There is a question that shows up in every vector-database tutorial and every RAG onboarding doc: cosine similarity, dot product, or Euclidean distance? It is presented as a real fork in the road, with tradeoffs to weigh. For the embeddings most teams actually use in 2026, it is very nearly a non-question — and the energy spent agonizing over it would be better spent on the two decisions hiding underneath, neither of which anyone frames as a choice at all.
What the three actually measure
Strip the jargon and there are only two geometric quantities in play: the direction a vector points, and its length.
- Cosine similarity measures direction only. It is the dot product divided by both magnitudes —
a·b / (‖a‖‖b‖)— which is the cosine of the angle between the vectors. Length is divided out by construction. - Dot product (inner product) measures direction and length together:
a·b. Two vectors at the same angle but different magnitudes get different scores; the longer one wins. - Euclidean (L2) distance measures the straight-line gap between the two points:
‖a−b‖. Closer is more similar.
Manhattan / L1 — the sum of absolute per-dimension differences — exists too, but for dense text embeddings it is a curiosity, not a default.
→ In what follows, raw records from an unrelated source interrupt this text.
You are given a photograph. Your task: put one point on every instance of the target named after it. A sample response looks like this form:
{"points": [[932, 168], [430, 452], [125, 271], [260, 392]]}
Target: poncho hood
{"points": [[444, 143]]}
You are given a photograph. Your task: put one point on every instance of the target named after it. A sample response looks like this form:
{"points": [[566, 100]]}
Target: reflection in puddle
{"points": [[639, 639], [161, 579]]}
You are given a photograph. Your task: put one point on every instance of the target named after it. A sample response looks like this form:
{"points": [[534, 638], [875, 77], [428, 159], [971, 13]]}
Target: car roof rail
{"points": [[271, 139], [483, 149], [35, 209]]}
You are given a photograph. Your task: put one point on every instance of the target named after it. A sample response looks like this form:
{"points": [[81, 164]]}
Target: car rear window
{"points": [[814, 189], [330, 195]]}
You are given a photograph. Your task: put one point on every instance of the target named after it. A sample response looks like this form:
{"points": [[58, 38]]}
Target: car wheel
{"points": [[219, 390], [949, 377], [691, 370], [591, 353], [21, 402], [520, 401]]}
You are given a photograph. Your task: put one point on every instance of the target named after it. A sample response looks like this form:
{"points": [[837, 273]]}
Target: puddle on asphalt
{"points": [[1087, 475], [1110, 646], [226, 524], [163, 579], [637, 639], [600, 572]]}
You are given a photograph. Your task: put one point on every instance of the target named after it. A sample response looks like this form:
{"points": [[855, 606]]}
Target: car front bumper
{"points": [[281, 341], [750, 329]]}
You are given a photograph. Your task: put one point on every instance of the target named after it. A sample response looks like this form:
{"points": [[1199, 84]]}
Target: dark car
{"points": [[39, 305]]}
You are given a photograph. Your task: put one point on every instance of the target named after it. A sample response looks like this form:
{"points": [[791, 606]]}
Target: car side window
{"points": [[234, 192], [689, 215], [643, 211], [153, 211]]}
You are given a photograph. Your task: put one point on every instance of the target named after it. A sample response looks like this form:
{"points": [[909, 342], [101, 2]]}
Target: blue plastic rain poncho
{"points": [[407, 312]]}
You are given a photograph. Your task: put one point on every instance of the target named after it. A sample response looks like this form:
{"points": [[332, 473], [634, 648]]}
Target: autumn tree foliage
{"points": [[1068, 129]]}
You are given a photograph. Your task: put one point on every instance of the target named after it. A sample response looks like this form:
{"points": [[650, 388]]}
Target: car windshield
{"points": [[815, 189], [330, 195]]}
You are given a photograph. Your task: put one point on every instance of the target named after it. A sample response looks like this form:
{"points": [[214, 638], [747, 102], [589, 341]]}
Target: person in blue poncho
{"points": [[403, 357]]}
The fact that collapses the debate
Here is the part the tutorials bury. The moment your vectors are L2-normalized — scaled to unit length — the three metrics stop disagreeing. As scikit-learn puts it, cosine similarity is the L2-normalized dot product: project both vectors onto the unit sphere and their dot product is already the cosine of the angle. And the Euclidean distance between two unit vectors is locked to that same angle by a clean identity:
For unit vectors, ‖a − b‖² = 2 − 2(a·b). Euclidean distance is a strictly decreasing function of the dot product, which equals cosine. All three sort your candidates into the same order.
Same order means the same top-k. For ranking — which is all most retrieval does — cosine, dot product, and Euclidean are the same metric wearing three costumes once vectors are normalized.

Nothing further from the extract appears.